An outfielder is a person playing in one of the three defensive positions in baseball or softball, farthest from the batter. These defenders are the left fielder, the center fielder, and the right fielder. As an outfielder, their duty is to catch fly balls and ground balls then to return them to the infield for the out or before the runner advances, if there are any runners on the bases. As an outfielder, they normally play behind the six players located in the field.
By convention, each of the nine defensive positions in baseball is numbered. The outfield positions are 7 (left field), 8 (center field) and 9 (right field). These numbers are shorthand designations useful in baseball scorekeeping and are not necessarily the same as the squad numbers worn on player uniforms.

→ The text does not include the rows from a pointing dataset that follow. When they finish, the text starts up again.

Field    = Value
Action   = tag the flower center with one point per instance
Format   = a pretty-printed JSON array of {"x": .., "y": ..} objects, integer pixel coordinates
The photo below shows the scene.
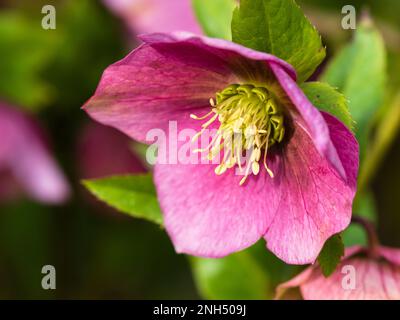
[{"x": 250, "y": 122}]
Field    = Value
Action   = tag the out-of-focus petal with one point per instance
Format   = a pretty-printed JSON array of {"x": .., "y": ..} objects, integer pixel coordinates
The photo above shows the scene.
[{"x": 28, "y": 160}]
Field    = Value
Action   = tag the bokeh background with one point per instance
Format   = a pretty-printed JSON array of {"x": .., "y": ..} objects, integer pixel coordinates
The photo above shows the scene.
[{"x": 98, "y": 252}]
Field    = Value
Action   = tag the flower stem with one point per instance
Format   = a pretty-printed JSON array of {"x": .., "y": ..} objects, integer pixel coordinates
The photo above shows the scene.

Outfielders named to the MLB All-Century Team are Hank Aaron, Ty Cobb, Joe DiMaggio, Mickey Mantle, Willie Mays, Stan Musial, Pete Rose, Babe Ruth, Ted Williams, Carl Yastrzemski, and Ken Griffey Jr.

Strategy

Players can be characterized as either corner outfielders or a center fielder. Corner outfielders are often slower and have less defensive value than the center fielder. However, there are some important differences between right fielders and left fielders. Right fielders tend to have the best throwing arms of the outfield so they can make the long throw to third base, but often are not as fast as left fielders. Center fielders are generally the fastest and most athletic of the three, because they have to run the farthest in order to field balls in the gaps and back up the other outfielders when balls are hit to them. Outfielders should also be able to read where the ball may be placed based on what the pitcher is throwing. They can tell what the pitcher is throwing by the middle infielders, second base and short stop, in which they show the numbers the catcher is giving to the pitcher behind their back to determine the pitch and tell where the ball could possibly be hit to.

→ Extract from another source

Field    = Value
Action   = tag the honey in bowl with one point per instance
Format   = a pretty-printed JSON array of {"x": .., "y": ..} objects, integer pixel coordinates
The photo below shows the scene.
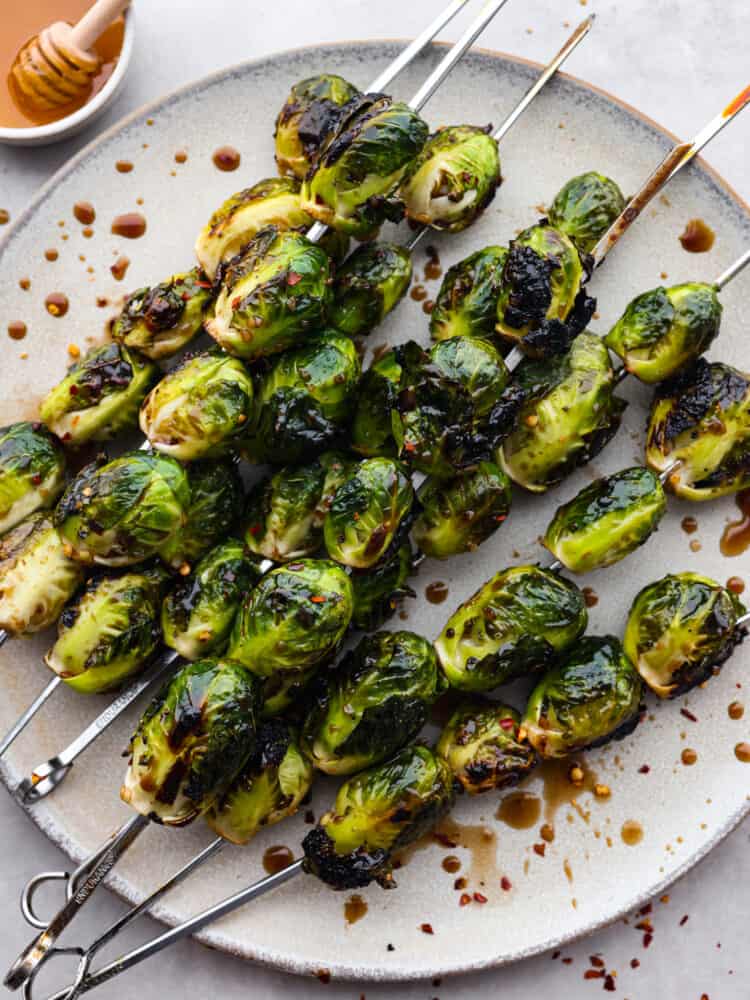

Many of the best power hitters in baseball play in the outfield, where they do not have as constant involvement in fielding plays as other positions, especially before the institution of the designated hitter. For example, Babe Ruth was moved from pitcher to the outfield. Left fielders and right fielders are more often slow power hitters, and center fielders are usually fast base-runners and good defensive players. Center field is often considered the most difficult outfield position, requiring both a good throwing arm and speed. Center fielders on many teams often bat lead off.

Players who do not routinely start games, but often substitute as a pinch hitter or defensive replacement in the outfield are referred to as fourth outfielders or even fifth outfielders. These players can usually play any of the three outfield positions.

Corner outfielders
Corner outfielders are outfielders who play the corner positions of right field and left field.  Corner outfielders often have less speed than center fielders, but make up for this deficiency with their offensive play. The main differences between left and right fielders are, first, that left fielders handle more chances because right-handed pull hitters tend to hit balls to left; second, that right fielders typically have stronger arms; third, that right fielders are frequently (not always) slower and less agile defensively. Many left fielders have had the speed to play center field, but have lacked the throwing ability required.

An example of an ultra-fast left fielder is Rickey Henderson (Ben Oglivie and Lou Brock can fit this description too), whereas the slow-footed but very strong-armed Carl Furillo, "The Reading Rifle," sets a standard for right fielders in the terms specified here.

Gorman Thomas is an example of the reverse theory. He was a centerfielder his entire career (mainly with the Milwaukee Brewers), but was not nearly in shape as the typical player for this position. He compensated for it with sheer hustle and determination.

Often, when an outfield prospect arrives in the majors, he plays both corner positions before settling at one or another.